During a women's high tower international diving competition in February 1984, McArton finished runner-up to then world champion Wendy Wyland, gaining 389.91 points to Wyland's 412.98. In March 1984, McArton was honored as the Jaycees Junior Athlete of the Year following what was described as a "brilliant season", having been selected out of 12 athletes. McArton won 3 gold medals in the 15-17 age group category during the annual national diving championships held in Edmonton during May 1984. She was named as the top female diver during the Senior National Championships and was nominated for Manitoba's "Female Athlete of the Year". During a practice dive in May 1985 in preparation for that year's national age group championships, she hit her right hand on her head and realised she had injured herself upon leaving the water.

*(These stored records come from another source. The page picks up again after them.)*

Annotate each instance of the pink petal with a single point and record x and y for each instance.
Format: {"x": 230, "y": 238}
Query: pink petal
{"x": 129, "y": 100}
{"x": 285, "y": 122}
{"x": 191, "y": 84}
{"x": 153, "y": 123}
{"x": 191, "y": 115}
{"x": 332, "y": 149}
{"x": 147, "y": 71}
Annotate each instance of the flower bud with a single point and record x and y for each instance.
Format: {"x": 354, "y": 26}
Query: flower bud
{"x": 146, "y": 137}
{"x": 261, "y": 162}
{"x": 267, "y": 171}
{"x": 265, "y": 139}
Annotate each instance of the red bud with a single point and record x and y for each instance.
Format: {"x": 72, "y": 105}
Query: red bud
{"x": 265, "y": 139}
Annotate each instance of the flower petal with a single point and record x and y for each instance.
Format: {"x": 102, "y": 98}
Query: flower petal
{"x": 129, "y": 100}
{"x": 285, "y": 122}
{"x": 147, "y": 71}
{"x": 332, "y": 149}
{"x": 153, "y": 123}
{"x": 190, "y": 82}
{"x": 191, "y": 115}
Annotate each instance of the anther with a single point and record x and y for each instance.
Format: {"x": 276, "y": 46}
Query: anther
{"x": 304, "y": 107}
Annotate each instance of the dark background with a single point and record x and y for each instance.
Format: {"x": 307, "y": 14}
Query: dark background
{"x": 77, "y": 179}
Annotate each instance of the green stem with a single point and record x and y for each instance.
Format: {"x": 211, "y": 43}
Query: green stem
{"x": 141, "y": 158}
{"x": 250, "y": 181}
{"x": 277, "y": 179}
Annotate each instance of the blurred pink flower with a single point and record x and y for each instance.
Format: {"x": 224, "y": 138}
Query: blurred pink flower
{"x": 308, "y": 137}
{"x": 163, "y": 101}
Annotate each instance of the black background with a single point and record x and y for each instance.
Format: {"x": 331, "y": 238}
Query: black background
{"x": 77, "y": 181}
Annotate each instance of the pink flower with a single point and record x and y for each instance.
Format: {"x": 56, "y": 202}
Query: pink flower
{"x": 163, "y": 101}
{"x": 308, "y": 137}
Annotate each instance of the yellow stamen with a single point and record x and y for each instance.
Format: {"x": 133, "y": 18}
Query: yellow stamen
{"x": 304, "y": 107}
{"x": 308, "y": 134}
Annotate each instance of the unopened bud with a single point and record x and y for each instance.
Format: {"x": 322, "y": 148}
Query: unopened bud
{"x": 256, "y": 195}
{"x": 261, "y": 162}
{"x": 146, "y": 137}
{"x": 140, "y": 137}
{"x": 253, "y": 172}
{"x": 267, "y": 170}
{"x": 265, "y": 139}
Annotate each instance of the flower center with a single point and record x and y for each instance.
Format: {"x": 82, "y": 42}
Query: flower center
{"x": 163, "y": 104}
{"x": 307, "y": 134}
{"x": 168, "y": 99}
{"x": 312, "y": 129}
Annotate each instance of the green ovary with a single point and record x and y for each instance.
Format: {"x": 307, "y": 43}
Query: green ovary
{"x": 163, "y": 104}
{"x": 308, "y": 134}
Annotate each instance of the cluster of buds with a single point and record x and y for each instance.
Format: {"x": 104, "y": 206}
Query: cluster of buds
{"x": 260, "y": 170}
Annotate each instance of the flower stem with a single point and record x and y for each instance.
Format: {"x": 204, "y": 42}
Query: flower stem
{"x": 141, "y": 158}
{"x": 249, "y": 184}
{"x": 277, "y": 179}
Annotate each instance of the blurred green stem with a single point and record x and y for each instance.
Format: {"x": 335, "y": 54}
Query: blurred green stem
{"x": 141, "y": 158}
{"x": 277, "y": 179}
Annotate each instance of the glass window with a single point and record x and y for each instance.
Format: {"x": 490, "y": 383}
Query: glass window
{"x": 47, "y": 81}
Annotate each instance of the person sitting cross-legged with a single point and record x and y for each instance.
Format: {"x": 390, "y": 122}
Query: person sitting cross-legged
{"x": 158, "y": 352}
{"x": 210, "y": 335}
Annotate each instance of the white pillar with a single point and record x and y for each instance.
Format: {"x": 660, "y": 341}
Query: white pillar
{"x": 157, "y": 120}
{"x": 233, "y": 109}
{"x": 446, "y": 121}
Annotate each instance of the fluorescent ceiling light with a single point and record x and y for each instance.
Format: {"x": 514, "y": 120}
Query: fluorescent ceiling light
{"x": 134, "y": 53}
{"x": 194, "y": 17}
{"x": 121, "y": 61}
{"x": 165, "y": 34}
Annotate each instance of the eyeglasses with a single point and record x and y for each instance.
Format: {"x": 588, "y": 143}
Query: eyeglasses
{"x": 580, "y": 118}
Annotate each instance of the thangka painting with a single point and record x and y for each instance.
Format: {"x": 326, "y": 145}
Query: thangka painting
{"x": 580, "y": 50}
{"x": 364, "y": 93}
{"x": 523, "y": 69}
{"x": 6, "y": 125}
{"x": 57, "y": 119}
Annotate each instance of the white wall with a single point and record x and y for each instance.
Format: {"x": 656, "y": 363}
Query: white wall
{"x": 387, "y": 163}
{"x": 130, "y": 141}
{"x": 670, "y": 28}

An x-ray confirmed a broken thumb which kept her out of the championships, while she was unable to dive for several weeks.

===Commonwealth 1986 and later===
McArton participated in the 1986 Commonwealth Games, finishing 5th in the 10-metre platform event with a score of 389.46. Following a third placed finish on the 10-metre tower event during the 1987 national diving championships in March, McArton took a break during the summer and had aspirations in qualifying for the 1988 Summer Olympics team, but ultimately did not make it.

McArton signed up for a psychology course during the summer of 1988, but changed to a religion course upon reading poor reviews on the quality of teaching, noting that she trusted the experiences of former students.

==Later life==
McArton became a high school teacher towards the end of the 1990s and was known to coach many sports while working as a teacher. She maintained a passion for swimming as well as interests in golf and canoe tripping. She married Jeffrey Wright in August 1997 and gave birth to two boys.

==Personal==
McArton attended Grant Park High School where her principal in 1984 described her as being a very responsible student who was working at "a high academic standard and is involved in other school activities", such as cross country running. Jennifer was the second of four children.

Her mother Elizabeth (nee McColl) trained as a musician, graduating at the University of Toronto with an honors in languages, later travelling to Germany and France to study literature. In 1963, she married Ronald McArton, an engineer and later pricing manager for IBM. Ron died in May 2020 and was survived by McArton's mother Elizabeth and her four children, two girls and two boys.